Pennsylvania Greyhound Lines, Inc. v. Amalgamated Ass'n of Street, Electric Ry., & Motor Coach Employees of America, Division 1063, et al, 193 F.2d 327 (3d Cir. 1952)Annotate this Case
Decided January 2, 1952
Theodore Voorhees, Philadelphia, Pa., Samuel W. Pringle, Pittsburgh, Pa., F. Hastings Griffin, Philadelphia, Pa., Barnes, Dechert, Price, Myers & Clark, Philadelphia, Pa., Dalzell, McFall, Pringle & Bredin, Pittsburgh, Pa., of counsel, for appellant.
Jason Richardson, Pittsburgh, Pa., Frank R. Bolte, Pittsburgh, Pa., for appellees.
Before McLAUGHLIN, KALODNER and STALEY, Circuit Judges.
The complaint in this cause was filed after the 1947 reenactment and codification of the Arbitration Act. 9 U.S.C. § 1 et seq. Under the original Act of 1925, 43 Stat. 883, we held in Donahue v. Susquehanna Collieries Co., 3 Cir., 138 F.2d 3, 149 A.L.R. 271, and Watkins v. Hudson Coal Co., 3 Cir., 151 F.2d 311, that the language used in Section 1 "* * * but nothing herein contained shall apply to contracts of employment of * * * any * * * class of workers engaged in * * * interstate commerce" was merely an exclusion in the definition of "commerce" in that Section, and did not constitute an over-all limitation applicable to the entire Act. When the Arbitration Act was reenacted and codified in 1947 a heading was inserted before each section of the Act to indicate the substance of the particular section. The heading before Section 1 reads: "`Maritime transactions' and `commerce' defined; exceptions to operation of title". (Emphasis supplied.) In the 1947 reenactment Section 1 remains as in the original Act and above quoted. 9 U.S.C. § 1 (1946 Ed., Supp. I).

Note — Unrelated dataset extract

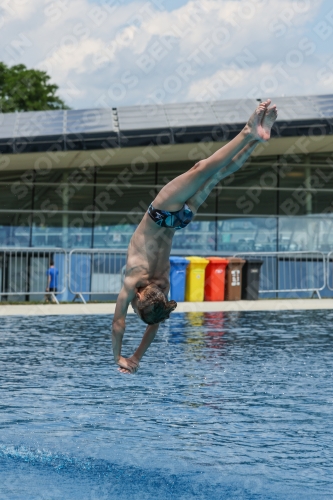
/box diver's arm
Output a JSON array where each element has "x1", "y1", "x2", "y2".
[{"x1": 112, "y1": 280, "x2": 135, "y2": 368}]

In Amalgamated Association of Street, Electric Railway and Motor Coach Employees of America, Local Division 1210 v. Pennsylvania Greyhound Lines, Inc., 3 Cir., 192 F.2d 310, 311, opinion filed November 6, 1951, which was after the filing of the District Court opinion in the present case, we held that in the reenactment of the Arbitration Act, including the headnote "exceptions to operation of title", Congress had plainly indicated that the statutory phrase "nothing herein contained" means nothing contained in Title 9. In that decision we also held that the term "contracts of employment" in Section 1 of the Act includes collective bargaining agreements.
Under that opinion the Arbitration Act gives the District Court no authority to compel arbitration of a dispute arising out of a "contract of employment" of a class of workers engaged in interstate commerce with such a contract of employment construed in the same opinion to include a collective bargaining agreement. Since the matter before us involves a similar contract and a similar class of workers the order of the District Court staying the proceedings D.C., 98 F. Supp. 789, will be reversed and the case remanded that it may proceed in due course.